Пользуясь моментом, Точка присела по-бабьи и прыснула в снег короткой струйкой. В холод особенно тянет облегчиться, ничего тут стыдного нет.
Самвел и Нюма, отвернувшись к стене дома, в котором когда-то жил пламенный большевик Сергей Миронович Киров, последовали ее примеру, благо проспект был пуст, а единственный подслеповатый автомобиль тормознул на перекрестке у кровавого глаза светофора.
Нюма привел себя в порядок, затянул змейку плаща и проговорил:
— Почему ты меня обижаешь?
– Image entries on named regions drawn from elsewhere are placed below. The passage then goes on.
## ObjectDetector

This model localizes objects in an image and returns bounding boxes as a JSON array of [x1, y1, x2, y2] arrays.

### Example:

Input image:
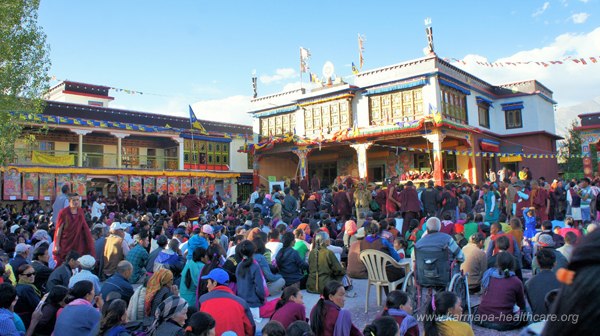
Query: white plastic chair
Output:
[[360, 249, 410, 313]]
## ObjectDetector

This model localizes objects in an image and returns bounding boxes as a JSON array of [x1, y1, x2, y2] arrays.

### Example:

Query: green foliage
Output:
[[0, 0, 50, 166], [558, 120, 583, 177]]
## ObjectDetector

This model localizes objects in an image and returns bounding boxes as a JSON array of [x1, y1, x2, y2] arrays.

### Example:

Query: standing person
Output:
[[182, 188, 203, 221], [333, 187, 353, 220], [179, 247, 205, 307], [423, 292, 475, 336], [310, 174, 321, 192], [385, 176, 400, 216], [53, 280, 104, 336], [103, 222, 129, 278], [52, 193, 96, 266], [275, 232, 308, 288], [91, 195, 106, 219], [306, 231, 346, 294], [158, 190, 171, 214], [530, 181, 550, 221], [577, 177, 594, 222], [127, 230, 150, 284], [310, 281, 362, 336], [420, 180, 441, 217], [52, 184, 69, 224], [198, 268, 256, 336], [481, 184, 500, 223], [354, 181, 373, 218], [399, 181, 421, 237]]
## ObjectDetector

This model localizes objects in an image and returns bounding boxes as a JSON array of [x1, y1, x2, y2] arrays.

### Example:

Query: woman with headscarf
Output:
[[344, 220, 358, 248], [297, 223, 312, 244], [149, 296, 188, 336], [306, 232, 346, 294], [144, 268, 179, 317]]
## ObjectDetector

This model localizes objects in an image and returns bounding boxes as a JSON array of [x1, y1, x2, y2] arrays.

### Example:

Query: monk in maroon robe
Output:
[[52, 194, 96, 267]]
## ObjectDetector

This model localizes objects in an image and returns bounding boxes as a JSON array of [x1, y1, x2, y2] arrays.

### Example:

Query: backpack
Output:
[[369, 200, 381, 212], [414, 248, 450, 287], [127, 286, 146, 321]]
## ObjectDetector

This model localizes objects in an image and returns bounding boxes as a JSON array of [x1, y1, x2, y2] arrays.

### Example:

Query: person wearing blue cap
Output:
[[198, 268, 256, 336]]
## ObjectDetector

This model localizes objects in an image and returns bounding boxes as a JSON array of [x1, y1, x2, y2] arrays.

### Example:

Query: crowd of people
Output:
[[0, 171, 600, 336]]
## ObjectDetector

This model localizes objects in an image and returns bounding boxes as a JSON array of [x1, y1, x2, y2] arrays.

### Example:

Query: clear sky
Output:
[[39, 0, 600, 131]]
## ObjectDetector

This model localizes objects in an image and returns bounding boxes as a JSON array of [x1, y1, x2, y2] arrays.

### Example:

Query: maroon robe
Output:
[[54, 207, 96, 267]]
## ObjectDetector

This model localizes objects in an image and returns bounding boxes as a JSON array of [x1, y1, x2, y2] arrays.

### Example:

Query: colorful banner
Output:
[[168, 177, 181, 195], [117, 175, 129, 195], [55, 174, 70, 197], [444, 56, 600, 68], [156, 176, 167, 194], [144, 177, 156, 195], [129, 176, 142, 195], [181, 177, 192, 194], [3, 169, 21, 201], [22, 173, 40, 201], [71, 174, 87, 197], [39, 173, 56, 201], [31, 151, 75, 166]]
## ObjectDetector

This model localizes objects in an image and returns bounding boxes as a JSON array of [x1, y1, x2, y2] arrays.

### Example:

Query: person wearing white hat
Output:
[[69, 254, 100, 293], [103, 222, 129, 278], [52, 193, 96, 265]]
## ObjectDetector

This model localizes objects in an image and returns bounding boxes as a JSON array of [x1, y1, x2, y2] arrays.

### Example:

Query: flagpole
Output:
[[300, 47, 304, 90]]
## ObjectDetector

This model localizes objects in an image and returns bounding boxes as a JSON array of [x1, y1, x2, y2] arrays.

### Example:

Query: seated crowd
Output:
[[0, 173, 600, 336]]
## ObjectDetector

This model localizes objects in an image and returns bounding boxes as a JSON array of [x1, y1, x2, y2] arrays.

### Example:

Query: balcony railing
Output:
[[13, 149, 179, 170]]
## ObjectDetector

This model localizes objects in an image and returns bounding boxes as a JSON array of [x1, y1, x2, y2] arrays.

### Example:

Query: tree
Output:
[[558, 120, 583, 179], [0, 0, 50, 166]]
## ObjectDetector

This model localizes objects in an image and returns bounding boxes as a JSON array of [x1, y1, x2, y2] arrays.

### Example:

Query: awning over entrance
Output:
[[479, 139, 500, 153], [237, 174, 253, 184]]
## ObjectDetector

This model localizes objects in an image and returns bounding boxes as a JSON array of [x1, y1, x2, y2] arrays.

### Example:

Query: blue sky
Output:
[[39, 0, 600, 130]]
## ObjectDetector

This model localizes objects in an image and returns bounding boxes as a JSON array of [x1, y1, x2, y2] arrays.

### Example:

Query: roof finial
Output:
[[423, 18, 435, 56]]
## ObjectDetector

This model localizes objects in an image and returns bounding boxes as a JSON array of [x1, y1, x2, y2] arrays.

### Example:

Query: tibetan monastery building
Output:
[[7, 81, 252, 201], [248, 54, 560, 185]]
И тогда, после возвращения из больницы, вдруг наговорил мне гадости. И сейчас.
Самвел также привел себя в порядок, поправил сползший капюшон и ответил:
— Потому, что я умный армянин. Еще в больнице… я старался продержаться подольше. «Карантин-шмарантин». Никакого карантина не было… Хотел, чтобы ты от меня отвык. И сейчас тоже. Чтобы ты на меня очень разозлился…
— Почему? — Нюма вновь остановился.
— Когда меня выгонят из комнаты в твоей квартире… И я уйду… Не знаю куда — в Америку или в другое место… Я хочу, чтобы ты сказал: «Очень хорошо! Этот Самвел — неблагодарный сукин сын». И тебе будет легче на душе… Потому, что я тебя люблю.